La
diferencia entre el pasado, el presente y el futuro es solo una ilusión
persistente.
(Albert Einstein)
Foto obtenida en bbc.com
Han bajado los precios de los artículos a vender en la tienda de los tres grandes portones de madera con cristaleras. Sí, es la tienda que luce medios pilares incrustados y sobre los que descansan lindos capiteles. Así la sitúan en los papeles de publicidad que los chicos del barrio, contratados por unos cuartos, van entregando a los transeúntes en mano, o dejando caer en los buzones.
La verdad es que toda la
tienda, en su conjunto, aparenta cansancio. Acaso algo de descuido, también. Su
dueño es un empresario mayor que en sus buenos tiempos fue un joven emprendedor
muy capaz. Entonces, el negocio estaba como un palmito. Era la atracción de la
calle Mayor. Allí entraban los acaudalados compradores que presumían de marcas
y modelos para el día siguiente contonearse luciendo tipo y estilo. Ahora ya
no, pues según fue pasando el tiempo los grandes almacenes inundaron el mercado
y los pequeños negocios llegan a final de mes a fuerza de imaginación.

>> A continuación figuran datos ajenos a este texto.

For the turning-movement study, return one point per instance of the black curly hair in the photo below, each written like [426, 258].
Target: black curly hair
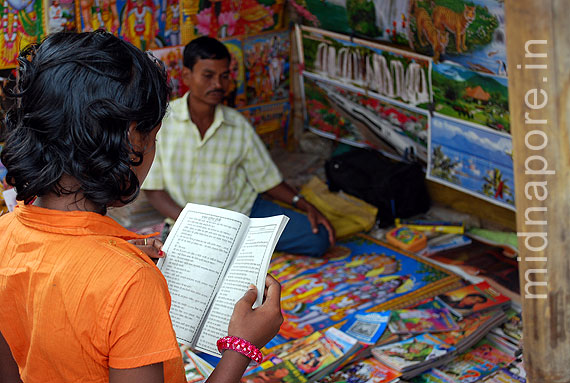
[76, 96]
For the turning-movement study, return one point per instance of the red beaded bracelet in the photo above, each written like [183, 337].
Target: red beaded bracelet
[240, 345]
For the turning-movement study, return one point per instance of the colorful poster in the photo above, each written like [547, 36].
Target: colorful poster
[387, 73]
[473, 159]
[227, 18]
[351, 114]
[471, 33]
[267, 63]
[271, 121]
[368, 276]
[22, 24]
[471, 96]
[61, 15]
[384, 20]
[173, 61]
[235, 96]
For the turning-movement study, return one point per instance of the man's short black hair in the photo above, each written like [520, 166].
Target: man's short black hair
[76, 97]
[204, 48]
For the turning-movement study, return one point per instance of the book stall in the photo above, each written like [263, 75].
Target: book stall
[431, 166]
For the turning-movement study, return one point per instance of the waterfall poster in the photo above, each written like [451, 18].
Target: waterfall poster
[348, 114]
[472, 159]
[387, 73]
[229, 18]
[470, 33]
[472, 96]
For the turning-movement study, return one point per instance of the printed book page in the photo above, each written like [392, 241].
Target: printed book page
[198, 252]
[250, 266]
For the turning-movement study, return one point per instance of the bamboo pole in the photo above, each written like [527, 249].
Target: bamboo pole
[538, 55]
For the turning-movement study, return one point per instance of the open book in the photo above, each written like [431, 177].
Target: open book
[212, 256]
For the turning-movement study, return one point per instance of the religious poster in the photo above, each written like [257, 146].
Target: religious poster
[385, 72]
[472, 96]
[227, 18]
[22, 24]
[350, 113]
[235, 95]
[271, 121]
[173, 61]
[471, 33]
[61, 15]
[473, 159]
[266, 60]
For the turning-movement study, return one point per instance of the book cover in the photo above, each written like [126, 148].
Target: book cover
[417, 321]
[284, 372]
[367, 327]
[409, 353]
[366, 371]
[472, 298]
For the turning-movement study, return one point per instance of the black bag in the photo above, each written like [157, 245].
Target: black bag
[398, 189]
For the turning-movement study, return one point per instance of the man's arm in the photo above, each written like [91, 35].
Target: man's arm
[9, 372]
[163, 202]
[285, 193]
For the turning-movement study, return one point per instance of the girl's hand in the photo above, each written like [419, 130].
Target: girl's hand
[150, 246]
[260, 325]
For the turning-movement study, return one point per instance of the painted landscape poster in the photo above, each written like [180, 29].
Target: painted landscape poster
[22, 24]
[389, 73]
[227, 18]
[350, 113]
[471, 96]
[473, 159]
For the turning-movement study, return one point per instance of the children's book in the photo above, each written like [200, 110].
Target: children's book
[196, 368]
[417, 321]
[367, 327]
[285, 372]
[414, 353]
[366, 371]
[504, 375]
[212, 256]
[472, 298]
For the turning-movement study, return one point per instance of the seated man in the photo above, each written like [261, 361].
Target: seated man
[209, 154]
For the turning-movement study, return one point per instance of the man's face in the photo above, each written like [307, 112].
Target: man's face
[208, 81]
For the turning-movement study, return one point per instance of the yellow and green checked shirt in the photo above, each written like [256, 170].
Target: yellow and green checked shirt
[227, 168]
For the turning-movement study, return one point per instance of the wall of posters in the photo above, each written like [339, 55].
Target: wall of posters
[267, 67]
[473, 159]
[271, 121]
[390, 73]
[471, 33]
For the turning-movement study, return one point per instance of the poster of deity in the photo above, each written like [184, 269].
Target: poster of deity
[266, 60]
[22, 24]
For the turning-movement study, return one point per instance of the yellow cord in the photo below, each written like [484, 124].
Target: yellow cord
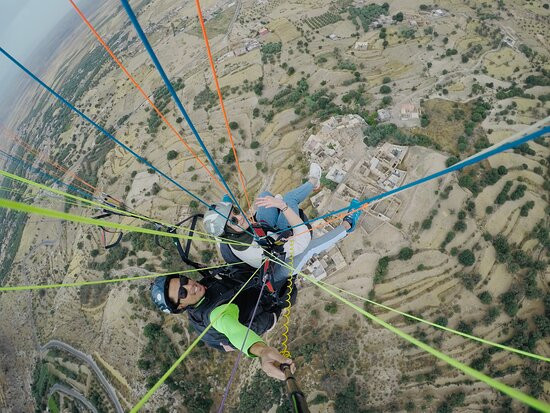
[286, 314]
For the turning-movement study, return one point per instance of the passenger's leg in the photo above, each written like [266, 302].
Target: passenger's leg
[267, 215]
[293, 199]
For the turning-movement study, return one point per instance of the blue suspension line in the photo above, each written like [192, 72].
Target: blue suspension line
[101, 129]
[155, 60]
[44, 174]
[455, 167]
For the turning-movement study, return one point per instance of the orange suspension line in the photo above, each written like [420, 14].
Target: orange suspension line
[131, 78]
[205, 36]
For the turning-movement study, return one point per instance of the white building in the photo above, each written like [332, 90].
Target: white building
[383, 115]
[336, 173]
[410, 111]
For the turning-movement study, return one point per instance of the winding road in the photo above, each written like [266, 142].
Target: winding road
[90, 361]
[73, 393]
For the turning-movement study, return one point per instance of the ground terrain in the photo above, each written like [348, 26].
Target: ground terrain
[471, 91]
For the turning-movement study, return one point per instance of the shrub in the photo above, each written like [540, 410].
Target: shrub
[470, 280]
[381, 269]
[485, 297]
[451, 160]
[491, 315]
[398, 17]
[460, 225]
[171, 155]
[386, 100]
[448, 238]
[510, 300]
[442, 321]
[385, 89]
[466, 258]
[464, 327]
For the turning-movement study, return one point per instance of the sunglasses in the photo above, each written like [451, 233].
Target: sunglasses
[182, 292]
[235, 212]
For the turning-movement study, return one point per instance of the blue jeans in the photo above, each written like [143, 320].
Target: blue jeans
[273, 217]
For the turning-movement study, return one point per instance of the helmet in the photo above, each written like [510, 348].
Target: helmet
[159, 294]
[216, 217]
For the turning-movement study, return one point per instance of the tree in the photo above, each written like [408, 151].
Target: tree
[424, 120]
[385, 89]
[485, 297]
[451, 160]
[466, 258]
[398, 17]
[460, 225]
[331, 307]
[406, 253]
[442, 321]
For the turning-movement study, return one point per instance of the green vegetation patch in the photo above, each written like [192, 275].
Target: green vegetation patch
[323, 20]
[367, 14]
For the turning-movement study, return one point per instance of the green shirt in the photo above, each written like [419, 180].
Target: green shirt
[228, 324]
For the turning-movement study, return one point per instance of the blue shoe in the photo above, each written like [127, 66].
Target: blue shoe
[353, 217]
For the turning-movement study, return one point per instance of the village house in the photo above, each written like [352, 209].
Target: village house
[410, 111]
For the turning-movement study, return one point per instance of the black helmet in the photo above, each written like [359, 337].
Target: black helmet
[159, 294]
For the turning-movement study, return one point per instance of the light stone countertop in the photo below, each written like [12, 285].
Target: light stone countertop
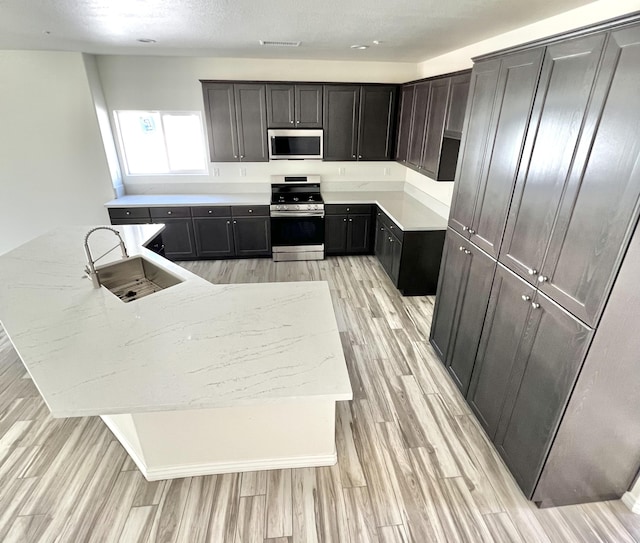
[193, 345]
[407, 212]
[166, 200]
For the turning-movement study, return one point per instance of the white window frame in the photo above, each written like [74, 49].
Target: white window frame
[123, 153]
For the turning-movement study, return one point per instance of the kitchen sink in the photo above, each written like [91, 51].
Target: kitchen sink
[135, 277]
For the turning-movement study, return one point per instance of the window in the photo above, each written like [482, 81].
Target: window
[161, 142]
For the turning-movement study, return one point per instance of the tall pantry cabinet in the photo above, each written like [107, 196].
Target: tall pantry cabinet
[548, 191]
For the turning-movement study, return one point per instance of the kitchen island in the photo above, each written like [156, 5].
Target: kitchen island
[195, 379]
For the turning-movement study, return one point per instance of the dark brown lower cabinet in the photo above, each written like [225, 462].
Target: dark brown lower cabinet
[507, 314]
[348, 229]
[543, 361]
[461, 306]
[214, 237]
[411, 259]
[178, 238]
[251, 236]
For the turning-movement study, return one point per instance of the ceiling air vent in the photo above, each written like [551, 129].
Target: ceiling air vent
[271, 43]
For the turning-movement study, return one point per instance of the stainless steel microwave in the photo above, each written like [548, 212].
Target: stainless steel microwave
[295, 144]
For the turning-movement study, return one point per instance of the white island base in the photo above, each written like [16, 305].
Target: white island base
[186, 443]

De todas formas, a don Darío
su dueño no es que le importe mucho. Él es más feliz cuando al atardecer cierra
sus puertas. Ya, tampoco, está pendiente del trato de sus dos empleadas con los
pocos clientes que entran por la llamada del descenso de los precios. Él no
tiene prisas por vender, ni ilusión por la caja, ni nadie que le espere. Él
vive por vivir. Escapa con lo poco que entra cuando suena un ingreso en la caja
registradora. No necesita grandes estipendios. Él lo que desea es el cierre, porque
este le abre las puertas a otro mundo. Entonces se quita su chaqueta y en
mangas de camisa abre su álbum de fotos donde se recogen los momentos más
felices, aquellos que pasó con su amada Victoria.
En su silencio va pasando
hoja a hoja y recrea sus miradas cargadas de intenciones, sus poses de jóvenes
enamorados, la belleza del rostro de su amada, sus ondulados cabellos, su
cuerpo de porcelana. Y es cuando vuela a su otrora lecho del amor. Donde solo
eran dos en uno, compartiéndolo todo. Es así cuando en sus oídos se recrean
nítidamente cada “te amo” entre agitados respiros y cada beso en un sello
apasionado de fiel compromiso. Es cuando se hace dueño del paraíso. Solo aquel
sueño se quiebra llegado el momento de abrir la página de los trozos de papel.
Cachos de papel rosa en una escueta nota de despedida. Cachos de papel rosa
resultado de los mismos mil pedazos de su dolorosa y enrabietada acción. Allí
aparecían pegados poco a poco, tarde a tarde, como en un puzle que fuera
componiendo con el paso de los años, mientras en cada ajuste fuera
preguntándose el porqué.
Y entre balbuceos repite
desconsoladamente buscándole un significado a lo incomprensible:
“Querido Darío: Líbreme Dios de quererte hacer daño. Sirvan estas
desgarradas letras, como roto está mi corazón, para despedirme. No puedo vivir
con tanto amor. Tengo miedo a perderte y a que sufra en la misma medida que
ahora te amo. Siempre te llevaré en mí. El recuerdo de lo vivido hará
mucho más fuerte nuestro apasionado amor. Tuya de por vida. María.”
Así de escueto y de difícil
consuelo se muestra la misiva. Después, respira profundamente, cierra el álbum,
lo coloca en la caja fuerte y deja caer la descolorida chaqueta sobre su
cuerpo. No importa como le quede sobre la cansada espalda. Ni tampoco que al
cerrar su tienda de las grandes cristaleras, un ilusionista lance pompas de
plata que vuelen hasta abrazar a los que en el futuro serán quienes vibren con
el amor que a él le persistirá de por vida.